Rather, the evidence above provides the social context of our efforts for us to internalise and appreciate; it explain why social change is slow, slower than we would like, not that it does not occur; it suggests that some effort is needed to understand our audiences if we hope to influence them; and it suggests to me that a degree of reflexivity is essential as an ongoing stance of animal advocates.
 Keith Thomas (1983) notes a move away from presenting meat on the table complete with heads and in a similar form as when a living animal. Modern meat products are very carefully packaged, using colouring, gas and chemicals to increase ‘attractiveness’, all of which means that the finished product on the shelf seems to bear no relation to the animals it came from (see Walsh 1986; Gold 1988, chap three: ‘Meat & Drugs’).
 Given this statement, it is incumbent to acknowledge the sociological research that points out the reality that the information which is potentially available is ultimately controlled by media gatekeepers, regardless of technological developments (e.g., see Elliot 1972).

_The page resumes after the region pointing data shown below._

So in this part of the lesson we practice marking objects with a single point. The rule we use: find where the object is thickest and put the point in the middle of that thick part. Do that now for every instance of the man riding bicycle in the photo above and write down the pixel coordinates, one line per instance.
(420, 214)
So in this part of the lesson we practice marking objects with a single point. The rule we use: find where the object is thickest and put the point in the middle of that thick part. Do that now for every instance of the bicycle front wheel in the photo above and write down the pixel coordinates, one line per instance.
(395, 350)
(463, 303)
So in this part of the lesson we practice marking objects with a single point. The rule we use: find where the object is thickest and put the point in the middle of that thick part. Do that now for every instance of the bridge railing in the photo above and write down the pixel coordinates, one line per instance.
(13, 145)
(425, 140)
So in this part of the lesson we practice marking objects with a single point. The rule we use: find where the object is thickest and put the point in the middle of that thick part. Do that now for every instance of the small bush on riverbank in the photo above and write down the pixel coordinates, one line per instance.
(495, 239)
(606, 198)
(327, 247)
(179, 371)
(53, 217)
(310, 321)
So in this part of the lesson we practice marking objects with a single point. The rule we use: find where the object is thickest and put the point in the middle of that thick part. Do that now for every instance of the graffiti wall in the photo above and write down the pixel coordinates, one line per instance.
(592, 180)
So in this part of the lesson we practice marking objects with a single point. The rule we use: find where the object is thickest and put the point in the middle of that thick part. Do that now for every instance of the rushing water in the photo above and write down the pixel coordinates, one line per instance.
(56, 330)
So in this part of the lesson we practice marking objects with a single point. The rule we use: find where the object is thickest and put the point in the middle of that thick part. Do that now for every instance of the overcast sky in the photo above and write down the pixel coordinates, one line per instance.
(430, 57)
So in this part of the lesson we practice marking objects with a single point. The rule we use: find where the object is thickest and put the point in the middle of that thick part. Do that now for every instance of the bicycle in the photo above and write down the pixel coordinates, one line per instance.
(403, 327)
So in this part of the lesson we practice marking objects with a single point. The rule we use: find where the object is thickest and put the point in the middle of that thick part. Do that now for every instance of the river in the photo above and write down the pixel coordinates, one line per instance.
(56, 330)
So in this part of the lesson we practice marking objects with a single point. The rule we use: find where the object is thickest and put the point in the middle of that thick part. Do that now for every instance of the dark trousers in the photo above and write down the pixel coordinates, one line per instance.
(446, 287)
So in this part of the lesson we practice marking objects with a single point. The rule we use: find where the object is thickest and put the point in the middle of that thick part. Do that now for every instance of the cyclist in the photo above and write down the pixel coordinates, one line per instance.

 Freud himself has been accused of screening out painful realities, such as his alleged knowledge of the sexual abuse of children (Rush 1996).
 Clark (1984: 209-10) provides one of the most detailed lists of Salt’s major writings. They are, 1896 (ed.), The New Charter, (London); 1899-1900, ‘Rights of Animals’, Ethics 10; 1901 (ed.), Kith and Kin: Poems for animal life, (London); 1921, Seventy Years Among Savages, (London); 1922, Animals’ Rights, (London); 1933, The Logic of Vegetarianism, (London).